Anyway, Chris offered to take the kids to the desert and let me have a few hours to myself, but I also oddly didn't want to be away from my family...so off we all four went.  We ended up having a fun time and it helped my mood and I was happy to have gone. :)

Here we are at Barnes and Noble.  I even got a few minutes to browse a cook book while the kids read/played.



Costco was on the agenda for lunch and I'm glad I didn't eat much because the store was filled with tons of samples which included more chocolate than I had ever seen.

Last night we watched another episode of The Pacific.  It was a nice day, however I'll be honest and say while our outing was fun, I just couldn't shake my mood.  Not sure the reason, but sometimes I guess you just have those days.  Hopefully today will be better. :)

1 comment:

Anonymous said...

So sorry you had a funk day. And, yes, isn't it ironic that we can get irritated with all the interruptions of kids...want some time without the interruptions...but then miss them as soon as they're gone? HA! Just shows what a loving mom you are.

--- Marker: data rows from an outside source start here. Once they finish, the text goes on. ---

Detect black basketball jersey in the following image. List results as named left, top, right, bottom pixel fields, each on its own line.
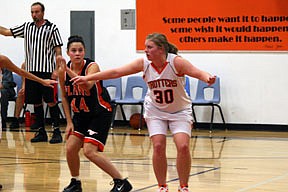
left=65, top=59, right=112, bottom=114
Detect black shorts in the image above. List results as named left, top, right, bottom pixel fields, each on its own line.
left=72, top=110, right=112, bottom=152
left=25, top=72, right=58, bottom=104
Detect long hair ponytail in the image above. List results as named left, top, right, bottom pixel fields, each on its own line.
left=146, top=33, right=178, bottom=55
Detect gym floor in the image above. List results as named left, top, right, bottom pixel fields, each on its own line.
left=0, top=125, right=288, bottom=191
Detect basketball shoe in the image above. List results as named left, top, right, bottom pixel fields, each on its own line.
left=110, top=178, right=132, bottom=192
left=158, top=185, right=168, bottom=192
left=63, top=178, right=82, bottom=192
left=49, top=127, right=63, bottom=144
left=178, top=186, right=189, bottom=192
left=30, top=128, right=48, bottom=142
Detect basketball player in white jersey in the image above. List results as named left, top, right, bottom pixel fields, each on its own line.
left=69, top=33, right=216, bottom=192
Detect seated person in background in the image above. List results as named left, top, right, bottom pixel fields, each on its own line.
left=9, top=86, right=24, bottom=129
left=9, top=62, right=42, bottom=129
left=0, top=68, right=16, bottom=128
left=9, top=63, right=25, bottom=129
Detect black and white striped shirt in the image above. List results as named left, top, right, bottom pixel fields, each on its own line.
left=10, top=20, right=63, bottom=73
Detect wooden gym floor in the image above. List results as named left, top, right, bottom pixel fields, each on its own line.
left=0, top=125, right=288, bottom=191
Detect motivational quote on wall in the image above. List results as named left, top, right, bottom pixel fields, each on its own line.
left=136, top=0, right=288, bottom=51
left=163, top=15, right=286, bottom=44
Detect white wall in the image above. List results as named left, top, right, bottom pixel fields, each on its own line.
left=1, top=0, right=287, bottom=125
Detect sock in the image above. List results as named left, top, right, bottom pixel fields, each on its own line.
left=72, top=176, right=80, bottom=181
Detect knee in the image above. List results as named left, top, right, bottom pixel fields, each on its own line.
left=66, top=143, right=78, bottom=155
left=177, top=143, right=190, bottom=154
left=153, top=142, right=165, bottom=155
left=83, top=147, right=96, bottom=160
left=66, top=145, right=73, bottom=154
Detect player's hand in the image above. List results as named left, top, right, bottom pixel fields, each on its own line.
left=51, top=70, right=58, bottom=80
left=65, top=122, right=74, bottom=140
left=70, top=75, right=88, bottom=85
left=18, top=88, right=25, bottom=96
left=56, top=56, right=67, bottom=72
left=42, top=79, right=58, bottom=88
left=56, top=55, right=66, bottom=65
left=207, top=75, right=216, bottom=86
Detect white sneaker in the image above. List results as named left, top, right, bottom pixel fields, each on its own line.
left=178, top=186, right=189, bottom=192
left=158, top=185, right=168, bottom=192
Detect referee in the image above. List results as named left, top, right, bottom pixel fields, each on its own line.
left=0, top=2, right=63, bottom=144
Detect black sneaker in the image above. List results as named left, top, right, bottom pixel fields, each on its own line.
left=110, top=178, right=132, bottom=192
left=63, top=178, right=82, bottom=192
left=9, top=118, right=20, bottom=129
left=30, top=128, right=48, bottom=142
left=49, top=128, right=63, bottom=144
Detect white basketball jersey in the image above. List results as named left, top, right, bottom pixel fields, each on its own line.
left=143, top=53, right=192, bottom=121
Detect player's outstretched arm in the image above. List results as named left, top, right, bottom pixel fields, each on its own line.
left=70, top=58, right=144, bottom=85
left=0, top=54, right=57, bottom=88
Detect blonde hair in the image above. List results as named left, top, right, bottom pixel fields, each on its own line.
left=146, top=33, right=178, bottom=55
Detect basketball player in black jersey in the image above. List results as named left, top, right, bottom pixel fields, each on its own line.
left=57, top=35, right=132, bottom=192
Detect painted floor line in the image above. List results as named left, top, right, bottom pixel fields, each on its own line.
left=236, top=172, right=288, bottom=192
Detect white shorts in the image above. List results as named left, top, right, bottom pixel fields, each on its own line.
left=146, top=118, right=192, bottom=137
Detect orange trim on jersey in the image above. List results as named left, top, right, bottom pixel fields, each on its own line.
left=69, top=130, right=85, bottom=140
left=151, top=61, right=168, bottom=74
left=85, top=60, right=95, bottom=75
left=69, top=60, right=85, bottom=75
left=84, top=61, right=112, bottom=112
left=84, top=137, right=105, bottom=152
left=95, top=81, right=112, bottom=112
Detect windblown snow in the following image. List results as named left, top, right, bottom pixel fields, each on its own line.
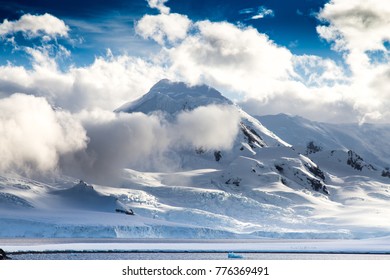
left=1, top=80, right=389, bottom=239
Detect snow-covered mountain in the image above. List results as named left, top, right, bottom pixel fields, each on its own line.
left=1, top=80, right=389, bottom=239
left=258, top=114, right=390, bottom=180
left=116, top=79, right=233, bottom=114
left=259, top=113, right=390, bottom=167
left=116, top=79, right=288, bottom=149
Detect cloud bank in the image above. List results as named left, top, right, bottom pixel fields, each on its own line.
left=133, top=1, right=390, bottom=123
left=0, top=91, right=240, bottom=181
left=2, top=8, right=390, bottom=125
left=62, top=105, right=240, bottom=182
left=0, top=51, right=167, bottom=112
left=0, top=93, right=86, bottom=175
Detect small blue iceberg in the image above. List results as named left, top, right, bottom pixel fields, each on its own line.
left=228, top=252, right=244, bottom=259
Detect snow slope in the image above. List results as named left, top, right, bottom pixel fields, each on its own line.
left=1, top=81, right=390, bottom=240
left=259, top=113, right=390, bottom=167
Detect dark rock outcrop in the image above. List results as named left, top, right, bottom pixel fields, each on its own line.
left=225, top=178, right=241, bottom=187
left=214, top=151, right=222, bottom=162
left=115, top=208, right=134, bottom=215
left=0, top=249, right=11, bottom=260
left=382, top=168, right=390, bottom=178
left=275, top=164, right=284, bottom=172
left=305, top=163, right=326, bottom=180
left=347, top=150, right=376, bottom=171
left=306, top=141, right=322, bottom=155
left=240, top=122, right=265, bottom=148
left=307, top=178, right=329, bottom=195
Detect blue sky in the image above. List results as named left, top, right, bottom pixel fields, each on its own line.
left=0, top=0, right=389, bottom=124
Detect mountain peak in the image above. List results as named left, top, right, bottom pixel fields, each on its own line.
left=116, top=79, right=232, bottom=115
left=148, top=78, right=177, bottom=91
left=149, top=79, right=225, bottom=98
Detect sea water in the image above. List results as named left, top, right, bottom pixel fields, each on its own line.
left=10, top=252, right=390, bottom=260
left=3, top=238, right=390, bottom=260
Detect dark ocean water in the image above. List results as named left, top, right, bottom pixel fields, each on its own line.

Just a reminder that giving the kids their "special room time" & sitting down with a cup of tea (or,in your case, hot chocolate)& listening to a praise song & reading a Scripture passage (like Psalm 111, John 14, Romans 8 or Phil. 4)& praying...is a blessed relief & refocusing time.

But then I know you know that...and sometimes we just have to endure & "get on the other side" of a funk day.